I think the novel ends in present day, so it would also be nice to begin with a contemporary voice to tie the novel together, creating unity and cohesion, and to cue readers about the vast time period that will be covered, which will excite readers.

In many similar narrative situations, as the character recounts events from her past, the voice  gradually transitions into one that subtly suggests that past time period and the younger age of the character.  The problem with that strategy in this case is that the present-day Renita regularly comments on the actions of the child Renita, in sentences like this:  “In those days, I still had a soul, and it fancied romance.”  But the present-day Renita should have the present-day voice.  Having the voice jump between 21st century and 12th century would be jarring and distracting.

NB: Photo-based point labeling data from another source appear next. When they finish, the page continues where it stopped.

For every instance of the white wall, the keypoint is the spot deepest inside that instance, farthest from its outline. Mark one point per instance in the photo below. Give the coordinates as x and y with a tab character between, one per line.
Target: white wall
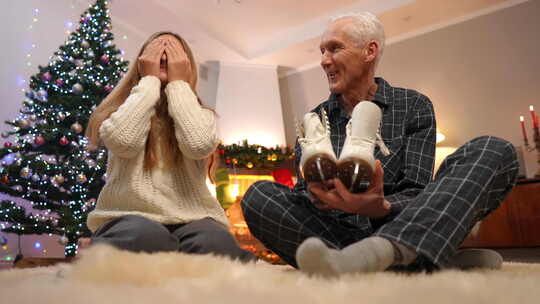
481	75
249	105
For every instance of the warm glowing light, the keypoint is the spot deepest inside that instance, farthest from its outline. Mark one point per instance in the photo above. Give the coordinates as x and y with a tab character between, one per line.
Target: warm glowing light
440	137
234	190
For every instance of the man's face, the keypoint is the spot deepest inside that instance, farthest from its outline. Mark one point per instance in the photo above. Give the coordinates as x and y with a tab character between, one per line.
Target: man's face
343	60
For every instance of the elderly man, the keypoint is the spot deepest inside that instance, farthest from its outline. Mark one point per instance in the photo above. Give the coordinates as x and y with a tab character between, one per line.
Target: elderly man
404	218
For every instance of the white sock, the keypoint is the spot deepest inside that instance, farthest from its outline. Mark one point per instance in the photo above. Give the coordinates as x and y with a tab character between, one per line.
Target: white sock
369	255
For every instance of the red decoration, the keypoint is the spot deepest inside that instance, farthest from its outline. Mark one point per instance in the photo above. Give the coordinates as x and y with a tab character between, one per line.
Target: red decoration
40	140
63	141
283	176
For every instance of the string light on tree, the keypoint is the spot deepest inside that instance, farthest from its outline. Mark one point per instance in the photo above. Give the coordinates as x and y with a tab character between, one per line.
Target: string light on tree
45	162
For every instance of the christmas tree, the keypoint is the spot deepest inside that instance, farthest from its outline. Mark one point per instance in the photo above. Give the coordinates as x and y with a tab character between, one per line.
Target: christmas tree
43	159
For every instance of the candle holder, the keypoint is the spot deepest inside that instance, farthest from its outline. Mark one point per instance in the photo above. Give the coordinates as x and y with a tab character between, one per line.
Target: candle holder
536	139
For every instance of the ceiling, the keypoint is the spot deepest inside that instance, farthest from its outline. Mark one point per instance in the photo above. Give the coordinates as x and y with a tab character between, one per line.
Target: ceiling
282	32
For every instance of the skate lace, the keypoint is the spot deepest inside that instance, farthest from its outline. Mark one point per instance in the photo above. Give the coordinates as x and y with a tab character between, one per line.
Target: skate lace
380	142
300	131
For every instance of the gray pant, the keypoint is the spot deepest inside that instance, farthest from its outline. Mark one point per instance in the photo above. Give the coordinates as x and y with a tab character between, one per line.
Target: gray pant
137	233
471	183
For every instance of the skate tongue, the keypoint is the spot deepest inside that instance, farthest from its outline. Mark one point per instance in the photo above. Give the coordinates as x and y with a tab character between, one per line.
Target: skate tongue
381	145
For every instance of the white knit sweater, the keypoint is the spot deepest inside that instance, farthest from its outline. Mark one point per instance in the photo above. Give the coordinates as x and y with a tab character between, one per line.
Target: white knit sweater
166	195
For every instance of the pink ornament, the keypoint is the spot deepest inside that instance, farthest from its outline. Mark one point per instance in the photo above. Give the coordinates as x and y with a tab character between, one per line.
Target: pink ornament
40	140
104	59
46	76
63	141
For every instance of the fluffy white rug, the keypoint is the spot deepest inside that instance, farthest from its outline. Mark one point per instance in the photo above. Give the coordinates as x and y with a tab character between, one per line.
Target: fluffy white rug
106	275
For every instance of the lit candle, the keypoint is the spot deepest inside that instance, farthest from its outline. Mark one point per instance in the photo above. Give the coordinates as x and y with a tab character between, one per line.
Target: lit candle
535	118
522	121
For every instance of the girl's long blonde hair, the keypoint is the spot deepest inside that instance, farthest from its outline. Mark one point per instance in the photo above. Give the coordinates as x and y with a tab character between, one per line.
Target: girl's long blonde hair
161	125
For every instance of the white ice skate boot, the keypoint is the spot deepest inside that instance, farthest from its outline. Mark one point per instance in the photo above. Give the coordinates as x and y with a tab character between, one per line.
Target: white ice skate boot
318	161
356	165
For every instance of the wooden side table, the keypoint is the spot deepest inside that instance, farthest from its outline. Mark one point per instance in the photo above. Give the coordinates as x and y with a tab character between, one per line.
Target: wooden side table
516	223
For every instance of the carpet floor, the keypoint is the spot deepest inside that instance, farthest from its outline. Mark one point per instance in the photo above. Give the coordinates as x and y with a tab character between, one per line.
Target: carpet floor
106	275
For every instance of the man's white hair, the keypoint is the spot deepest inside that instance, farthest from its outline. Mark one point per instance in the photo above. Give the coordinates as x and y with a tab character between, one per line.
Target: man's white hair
364	27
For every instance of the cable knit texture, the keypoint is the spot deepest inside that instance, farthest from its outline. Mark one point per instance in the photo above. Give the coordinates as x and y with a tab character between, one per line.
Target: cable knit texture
163	194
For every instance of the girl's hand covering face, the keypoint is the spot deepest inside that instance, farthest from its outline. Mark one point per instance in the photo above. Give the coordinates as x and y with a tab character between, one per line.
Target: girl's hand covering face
178	64
148	62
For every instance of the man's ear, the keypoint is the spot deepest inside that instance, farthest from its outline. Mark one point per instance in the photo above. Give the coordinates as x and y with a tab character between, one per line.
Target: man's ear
372	51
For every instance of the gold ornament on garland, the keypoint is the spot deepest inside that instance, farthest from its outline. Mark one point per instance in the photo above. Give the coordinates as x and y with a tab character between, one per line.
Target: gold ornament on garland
254	156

My suggestion would be to reduce these narrative intrusions and limit them to one or two near the beginning of her account.  Then the voice can transition to one that subtly suggests the 12th century, and we won’t be thrown out of the past story by any modern intrusions.

Another issue I’d like to discuss is the opening.  I enjoyed most of the chapter quite a bit, but if I were not critiquing this, I would never have gotten to page 2.  The chapter doesn’t really begin until “One night in my twelfth summer . . .”  Before that, we get exposition and setting.  That is not a strong way to open.  I think the first paragraph is intended to hook me, but I’ve read many books about the undead, so simply learning that the narrator is undead isn’t enough to make me want to keep going.  I think some of this exposition and setting can be moved later and some can be cut.

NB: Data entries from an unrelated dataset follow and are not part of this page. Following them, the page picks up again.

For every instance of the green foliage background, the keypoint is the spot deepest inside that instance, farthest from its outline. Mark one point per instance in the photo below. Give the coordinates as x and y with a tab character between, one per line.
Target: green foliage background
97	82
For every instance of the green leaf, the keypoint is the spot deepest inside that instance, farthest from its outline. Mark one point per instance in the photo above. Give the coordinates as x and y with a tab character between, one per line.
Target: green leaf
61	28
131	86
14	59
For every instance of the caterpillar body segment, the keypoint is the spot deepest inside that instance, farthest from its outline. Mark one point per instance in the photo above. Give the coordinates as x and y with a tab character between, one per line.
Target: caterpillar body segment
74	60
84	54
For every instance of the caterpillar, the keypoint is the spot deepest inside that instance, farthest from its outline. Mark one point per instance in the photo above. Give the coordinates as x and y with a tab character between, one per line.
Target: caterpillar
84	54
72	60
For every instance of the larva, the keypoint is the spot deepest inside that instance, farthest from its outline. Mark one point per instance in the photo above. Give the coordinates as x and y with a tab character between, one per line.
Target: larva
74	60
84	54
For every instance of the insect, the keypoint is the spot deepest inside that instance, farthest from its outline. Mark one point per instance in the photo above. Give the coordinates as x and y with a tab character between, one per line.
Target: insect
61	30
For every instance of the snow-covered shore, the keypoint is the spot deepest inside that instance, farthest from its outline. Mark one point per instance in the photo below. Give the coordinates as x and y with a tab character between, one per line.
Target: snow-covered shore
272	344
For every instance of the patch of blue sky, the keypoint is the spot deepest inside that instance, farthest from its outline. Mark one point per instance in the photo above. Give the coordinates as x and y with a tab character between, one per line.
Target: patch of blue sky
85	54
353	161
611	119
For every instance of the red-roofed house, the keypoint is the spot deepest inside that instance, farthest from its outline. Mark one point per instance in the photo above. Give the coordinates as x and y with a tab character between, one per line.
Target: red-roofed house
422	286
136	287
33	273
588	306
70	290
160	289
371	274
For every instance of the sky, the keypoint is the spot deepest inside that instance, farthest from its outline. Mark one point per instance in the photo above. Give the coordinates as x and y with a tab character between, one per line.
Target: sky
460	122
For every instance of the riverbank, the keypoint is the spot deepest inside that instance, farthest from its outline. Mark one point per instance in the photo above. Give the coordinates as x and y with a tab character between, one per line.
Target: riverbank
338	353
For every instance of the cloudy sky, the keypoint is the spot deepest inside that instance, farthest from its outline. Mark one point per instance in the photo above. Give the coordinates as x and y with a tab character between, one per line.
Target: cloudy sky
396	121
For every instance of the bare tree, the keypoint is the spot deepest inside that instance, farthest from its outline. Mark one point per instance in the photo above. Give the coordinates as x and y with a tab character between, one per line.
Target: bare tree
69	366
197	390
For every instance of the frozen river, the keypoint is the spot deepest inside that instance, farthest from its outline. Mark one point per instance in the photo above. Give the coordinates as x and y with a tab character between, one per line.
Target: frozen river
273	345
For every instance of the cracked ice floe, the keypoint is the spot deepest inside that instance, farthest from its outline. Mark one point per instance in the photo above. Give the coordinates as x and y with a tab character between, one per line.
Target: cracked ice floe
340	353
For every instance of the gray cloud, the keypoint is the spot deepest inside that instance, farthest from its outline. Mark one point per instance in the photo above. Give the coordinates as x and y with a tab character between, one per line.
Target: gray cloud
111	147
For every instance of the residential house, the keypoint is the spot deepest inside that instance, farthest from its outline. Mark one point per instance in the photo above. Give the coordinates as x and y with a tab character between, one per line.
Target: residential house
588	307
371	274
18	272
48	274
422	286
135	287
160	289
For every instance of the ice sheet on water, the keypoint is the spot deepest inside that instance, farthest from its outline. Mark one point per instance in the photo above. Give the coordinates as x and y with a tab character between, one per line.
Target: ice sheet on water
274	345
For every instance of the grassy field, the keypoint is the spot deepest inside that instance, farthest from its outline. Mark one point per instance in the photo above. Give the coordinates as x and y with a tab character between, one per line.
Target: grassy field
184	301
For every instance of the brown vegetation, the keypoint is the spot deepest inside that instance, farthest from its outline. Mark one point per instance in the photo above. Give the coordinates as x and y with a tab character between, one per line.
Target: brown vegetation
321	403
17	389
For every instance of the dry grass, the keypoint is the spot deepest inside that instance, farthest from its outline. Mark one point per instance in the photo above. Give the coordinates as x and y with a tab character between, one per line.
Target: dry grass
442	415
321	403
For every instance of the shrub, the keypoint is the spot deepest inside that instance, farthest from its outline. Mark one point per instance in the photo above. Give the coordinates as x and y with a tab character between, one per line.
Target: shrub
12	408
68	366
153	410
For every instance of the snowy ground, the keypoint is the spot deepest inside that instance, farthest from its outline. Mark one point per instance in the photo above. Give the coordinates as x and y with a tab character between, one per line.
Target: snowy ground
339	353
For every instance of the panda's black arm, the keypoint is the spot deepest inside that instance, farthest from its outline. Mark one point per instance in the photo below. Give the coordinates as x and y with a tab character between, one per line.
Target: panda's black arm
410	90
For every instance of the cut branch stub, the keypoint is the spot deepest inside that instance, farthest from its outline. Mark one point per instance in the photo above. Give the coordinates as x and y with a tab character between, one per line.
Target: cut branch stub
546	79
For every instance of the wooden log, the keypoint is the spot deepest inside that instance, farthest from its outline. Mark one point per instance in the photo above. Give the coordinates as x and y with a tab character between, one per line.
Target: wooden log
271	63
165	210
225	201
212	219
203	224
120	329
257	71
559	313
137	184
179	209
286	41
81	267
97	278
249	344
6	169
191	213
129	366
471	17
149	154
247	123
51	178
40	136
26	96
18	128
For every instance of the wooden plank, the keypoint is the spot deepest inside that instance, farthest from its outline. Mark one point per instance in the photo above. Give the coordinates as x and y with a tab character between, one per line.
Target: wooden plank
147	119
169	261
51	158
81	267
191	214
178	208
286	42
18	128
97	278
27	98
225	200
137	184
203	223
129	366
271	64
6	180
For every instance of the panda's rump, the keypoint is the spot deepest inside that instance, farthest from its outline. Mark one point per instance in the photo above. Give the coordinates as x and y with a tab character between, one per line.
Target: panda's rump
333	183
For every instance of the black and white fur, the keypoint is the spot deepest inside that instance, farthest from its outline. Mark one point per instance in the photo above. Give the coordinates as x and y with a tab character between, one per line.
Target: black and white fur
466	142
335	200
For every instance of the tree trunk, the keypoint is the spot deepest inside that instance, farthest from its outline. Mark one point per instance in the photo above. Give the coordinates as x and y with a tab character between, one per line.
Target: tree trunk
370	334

Without knowing the entire story, it’s hard to know how to open.  But I think what we may need in the beginning is the occasion for Renita to recount her life.  To whom is she telling the story, and why now?  Is this a compelling situation that would draw the reader in?  The obvious (and overused) choice would be to have Renita on the verge of (undead) death, thinking back over her existence.  A more interesting situation might be for Renita to be facing a difficult decision (one that would be made at the climax), and that she’s searching through her past for the answer.  Maybe she has a lover she cares for but can’t trust, and she needs to decide whether to kill him or not.  So she might think over her past and the evolution of her beliefs about relationships from romanticism to realism to cynicism.  This would create a subtext to tie her memories together and give the protagonist a goal she is struggling to achieve through these memories, rather than having her telling her story with no real purpose and nothing at stake.

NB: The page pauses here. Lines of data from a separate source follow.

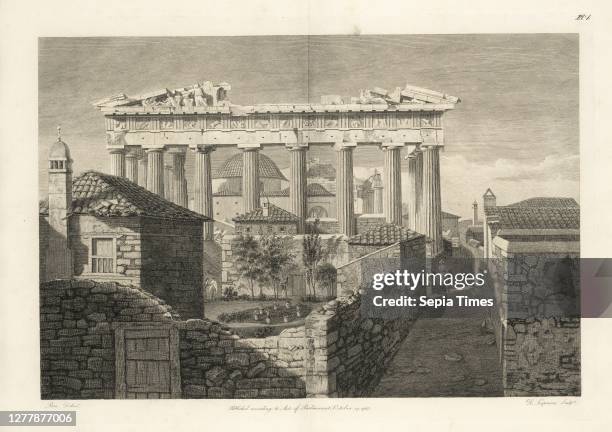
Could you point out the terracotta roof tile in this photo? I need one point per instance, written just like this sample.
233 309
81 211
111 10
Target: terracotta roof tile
275 215
546 202
232 167
384 235
101 194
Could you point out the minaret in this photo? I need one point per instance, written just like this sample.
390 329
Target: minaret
489 199
59 256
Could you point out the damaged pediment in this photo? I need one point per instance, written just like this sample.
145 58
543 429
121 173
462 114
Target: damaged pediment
204 94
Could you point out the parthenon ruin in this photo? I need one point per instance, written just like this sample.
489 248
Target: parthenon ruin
200 118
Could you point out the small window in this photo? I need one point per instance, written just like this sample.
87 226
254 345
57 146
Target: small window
102 255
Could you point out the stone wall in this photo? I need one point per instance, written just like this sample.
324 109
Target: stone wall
172 264
347 353
537 322
357 274
335 353
218 364
77 349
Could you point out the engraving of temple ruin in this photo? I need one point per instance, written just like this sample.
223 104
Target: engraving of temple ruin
133 268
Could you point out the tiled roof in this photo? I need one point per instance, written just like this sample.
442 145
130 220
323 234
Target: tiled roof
232 167
450 215
315 189
546 202
280 192
323 170
535 217
101 194
384 235
275 215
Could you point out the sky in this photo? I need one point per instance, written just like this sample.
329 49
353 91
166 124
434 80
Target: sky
516 129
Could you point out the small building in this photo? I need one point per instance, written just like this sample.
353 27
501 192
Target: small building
267 219
450 225
107 228
383 236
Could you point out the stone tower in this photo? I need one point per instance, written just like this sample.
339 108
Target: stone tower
59 255
489 199
377 186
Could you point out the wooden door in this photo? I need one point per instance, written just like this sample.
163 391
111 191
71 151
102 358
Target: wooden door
147 363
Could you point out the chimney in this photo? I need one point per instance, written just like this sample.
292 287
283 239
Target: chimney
58 261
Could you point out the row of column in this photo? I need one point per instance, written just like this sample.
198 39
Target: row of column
424 205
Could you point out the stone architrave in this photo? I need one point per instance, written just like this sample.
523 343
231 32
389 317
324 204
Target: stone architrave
203 198
432 208
392 197
344 188
297 184
117 162
250 178
155 171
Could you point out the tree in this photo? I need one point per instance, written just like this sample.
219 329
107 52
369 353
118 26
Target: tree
326 276
248 260
312 254
276 259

When the setting is described (perhaps after she returns to her chamber and Adyna prepares to tell the story), it would be more compelling to describe the elements that are significant to Renita, since this is from her point of view, rather than to simply describe the place as if it were an establishing shot in a movie.  The description in paragraph 3 seems objective, divorced from Renita. I don’t know why any of this is important to her, and I don’t really think it is.  What seems important to her is the isolation of the place, which she doesn’t like.  If you focused every detail of description on showing isolation, the setting would be more unified and emotional.

I hope this is helpful.  Most of the chapter read smoothly and carried me along.